To me marriage isn’t about separating responsibilities but about coming together to share them. Sharing responsibilities is probably the best opportunity you will have to connect with your partner. Think about it, responsibilities don’t go away, there’s always something to be taken care of, there is always something that needs to get done, so why go through it alone?

In addition as we grow up the list of responsibilities grows with it, jobs, houses, payments, children, all continue to add up on the never ending to-do-list of life. As this list grew my wife and I thought of trying to share the responsibilities, going for food shopping together, cooking together, cleaning the house together, picking up the kids from school together, or trying to pay our bills together. What we found is that by sharing responsibilities we lightened the weight on each of our shoulders.

It allowed us to communicate more on how we feel, since we shared responsibilities, we also shared our feelings regarding those responsibilities.
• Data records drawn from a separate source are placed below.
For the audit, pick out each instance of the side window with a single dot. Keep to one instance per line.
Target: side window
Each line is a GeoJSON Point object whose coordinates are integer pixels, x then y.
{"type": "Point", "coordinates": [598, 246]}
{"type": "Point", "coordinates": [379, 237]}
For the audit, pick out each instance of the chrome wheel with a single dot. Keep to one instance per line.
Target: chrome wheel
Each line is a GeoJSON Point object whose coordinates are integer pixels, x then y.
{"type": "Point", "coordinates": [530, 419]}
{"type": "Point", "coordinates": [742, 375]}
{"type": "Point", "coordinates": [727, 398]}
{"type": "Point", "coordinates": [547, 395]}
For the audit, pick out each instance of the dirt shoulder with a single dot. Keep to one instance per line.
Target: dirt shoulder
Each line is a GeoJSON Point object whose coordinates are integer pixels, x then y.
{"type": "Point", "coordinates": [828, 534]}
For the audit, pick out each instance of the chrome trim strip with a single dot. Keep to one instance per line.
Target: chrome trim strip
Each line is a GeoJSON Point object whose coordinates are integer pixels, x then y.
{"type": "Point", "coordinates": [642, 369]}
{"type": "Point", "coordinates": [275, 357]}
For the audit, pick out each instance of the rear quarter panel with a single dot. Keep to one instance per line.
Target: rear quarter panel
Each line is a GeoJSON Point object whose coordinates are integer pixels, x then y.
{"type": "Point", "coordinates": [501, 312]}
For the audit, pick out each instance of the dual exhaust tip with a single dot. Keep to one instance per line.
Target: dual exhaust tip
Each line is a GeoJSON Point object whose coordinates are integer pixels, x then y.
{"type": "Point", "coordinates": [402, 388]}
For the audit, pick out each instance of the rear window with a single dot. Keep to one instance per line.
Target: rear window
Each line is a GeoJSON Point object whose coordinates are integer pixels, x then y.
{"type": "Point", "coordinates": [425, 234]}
If I’m worried about the growing number of payments I don’t feel a need to look confident in front of my wife, she already knows how I feel because she’s in the situation with me, she feels what I feel, and together we give each other the strength.

Marriage is not only about sharing your life with someone, but sharing everything you face in life, good or bad, it’s about reminding your partner each and every day that you are there for them and that they never have to go through anything alone, it’s about rising together no matter how many times you fall, and that is love.